Part of your essential tank maintenance is cleaning your filters. You want to remove the built-up sediment without killing the bacteria, which is why you rinse the filter medium clean with running water and don’t use chemicals to clean it.
If your filter is not powerful enough for the size of your tank and the filter media is not kept clean, your tank will quickly become dirty.
Lack Of Routine Water Changes
Even larger tanks with excellent filtration systems will still need partial water changes. Removing a percentage of the tank water weekly and replacing it with fresh, conditioned water will help keep the water clean and ammonia levels lower.
Smaller tanks will need water changes more frequently, while larger tanks can take 25% water changes weekly without worry. But two important rules:
- Never use chlorinated water directly from the tap.
- Make sure the treated water reaches the correct temperature before adding it.
One of the simplest ways to change the water while keeping the tank’s substrate clean is to use an aquarium gravel vacuum to siphon dirt. The vacuum sucks particles of dirt, fish waste products, and uneaten food where it has fallen between the gravel and removes dirty water.
Some fish species are particularly messy eaters, gravel diggers, and waste producers and may require more frequent water changes.
Lack of weekly water changes will result in a tank quickly becoming dirty and an unhealthy environment for your fish.
Most tanks require lighting for you to see your fish and to allow aquarium plants the resources to thrive and grow. If you have no plants or only plastic ornamental plants or rocks and wood, the light may cause algae blooms.
You can also have algae blooms in planted tanks with the wrong kind of blue lighting or too much lighting. A tank kept in bright sunlight may also experience an overgrowth of algae. Too much bright light, an overabundance of nutrients, and a lack of algae grazing fish will lead to more algae.
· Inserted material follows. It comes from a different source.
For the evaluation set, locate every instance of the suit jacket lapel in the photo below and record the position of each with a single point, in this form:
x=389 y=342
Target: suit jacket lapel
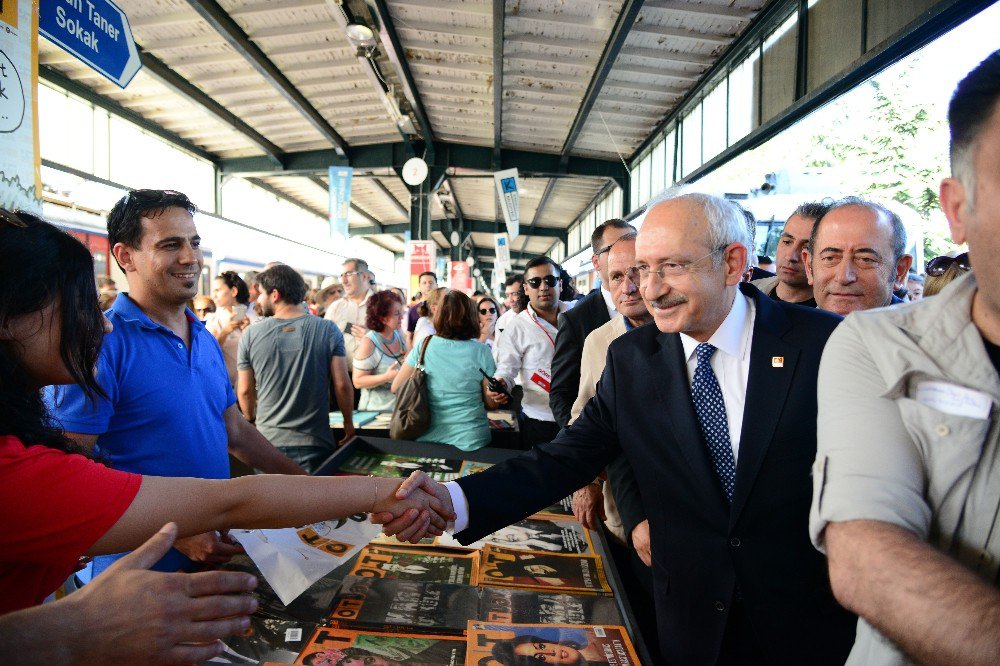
x=674 y=395
x=767 y=390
You can add more plants, ensure the right lighting, scrape down algae on the glass, or get an algae-eating species to help control algae that dirty the tank.
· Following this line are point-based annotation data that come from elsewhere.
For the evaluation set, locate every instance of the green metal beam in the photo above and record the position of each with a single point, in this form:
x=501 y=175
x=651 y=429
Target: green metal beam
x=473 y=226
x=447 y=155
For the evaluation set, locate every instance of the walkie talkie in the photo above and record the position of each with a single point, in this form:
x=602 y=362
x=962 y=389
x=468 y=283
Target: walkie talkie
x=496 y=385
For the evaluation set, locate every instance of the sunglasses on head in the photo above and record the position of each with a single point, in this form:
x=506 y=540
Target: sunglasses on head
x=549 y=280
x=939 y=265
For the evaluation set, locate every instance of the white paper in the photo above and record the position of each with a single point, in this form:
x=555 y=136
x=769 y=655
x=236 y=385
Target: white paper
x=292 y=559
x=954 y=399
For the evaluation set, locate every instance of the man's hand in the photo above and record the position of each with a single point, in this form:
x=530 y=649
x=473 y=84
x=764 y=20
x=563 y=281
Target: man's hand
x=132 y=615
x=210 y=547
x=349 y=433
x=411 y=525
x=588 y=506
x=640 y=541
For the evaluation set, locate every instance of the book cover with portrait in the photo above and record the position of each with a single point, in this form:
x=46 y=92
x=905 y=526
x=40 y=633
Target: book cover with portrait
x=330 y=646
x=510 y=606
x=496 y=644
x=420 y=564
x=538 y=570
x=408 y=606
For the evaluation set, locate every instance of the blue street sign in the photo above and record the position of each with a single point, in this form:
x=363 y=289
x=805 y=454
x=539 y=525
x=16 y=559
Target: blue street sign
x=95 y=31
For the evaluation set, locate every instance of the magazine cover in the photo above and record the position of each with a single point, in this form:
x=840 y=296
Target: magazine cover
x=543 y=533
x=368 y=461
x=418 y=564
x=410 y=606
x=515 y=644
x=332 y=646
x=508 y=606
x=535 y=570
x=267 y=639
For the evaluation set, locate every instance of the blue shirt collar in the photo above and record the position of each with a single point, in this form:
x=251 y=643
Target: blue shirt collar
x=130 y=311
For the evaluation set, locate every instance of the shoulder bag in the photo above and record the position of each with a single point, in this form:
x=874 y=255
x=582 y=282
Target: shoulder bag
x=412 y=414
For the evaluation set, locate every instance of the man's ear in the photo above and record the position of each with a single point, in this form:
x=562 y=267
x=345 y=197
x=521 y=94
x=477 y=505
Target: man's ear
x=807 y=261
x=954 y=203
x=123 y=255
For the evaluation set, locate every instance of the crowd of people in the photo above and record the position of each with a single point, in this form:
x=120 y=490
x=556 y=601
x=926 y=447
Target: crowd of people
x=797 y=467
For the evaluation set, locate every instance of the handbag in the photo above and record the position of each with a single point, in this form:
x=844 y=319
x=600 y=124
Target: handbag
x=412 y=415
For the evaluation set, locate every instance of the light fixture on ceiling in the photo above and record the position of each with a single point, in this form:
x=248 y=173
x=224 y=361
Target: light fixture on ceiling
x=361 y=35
If your fish tank is getting dirty after one day, you have likely overstocked your tank. Too many fish will lead to an excess of waste, higher levels of ammonia, and cause disease to run rampant.
An overstocked tank will also result in unhappy fish, stress from lack of oxygen, and bullying from crowded conditions. It is far better to have an understocked, over-filtrated tank than the opposite.
When choosing species for your tank, keep them to appropriate numbers and species that live well together. Some species of fish need a lot of space, while others are more comfortable in small shoals.
A very rough rule of thumb is the adult size in inches per gallon. In this case, a minimum size tank of 20 gallons will support roughly eleven neon tetras. This is another reason why larger tanks are better for fish keeping.
Beginners in fish-keeping often overfeed their fish, creating more waste that leads to dirty water, ammonia spikes, and algae blooms.
Avoid feeding fish more than they can consume in about 2-3 minutes. Rather start small and feed them more than to over-feed them.
The Fish Species
The type of fish you keep will also determine how quickly your tank gets dirty. Some fish are just messy!
One of the biggest culprits of messy tanks is the goldfish. Goldfish produce a lot of waste for their size and tend to destroy plants in the tank.
Other fish notorious for producing waste are Oscars, plecos, and clown loaches. When keeping messy fish, you should avoid overstocking and use more powerful filtration to keep the water free of debris.
Smaller fish like zebra danios, neon tetras, diamond tetras, and white cloud mountain minnows will generally produce less waste.
There are multiple factors that might be contributing to your fish tank becoming dirty too fast. Choosing the right fish, performing regular gravel siphoning and water changes, and keeping filters clean will help prevent your tank from becoming dirty too quickly.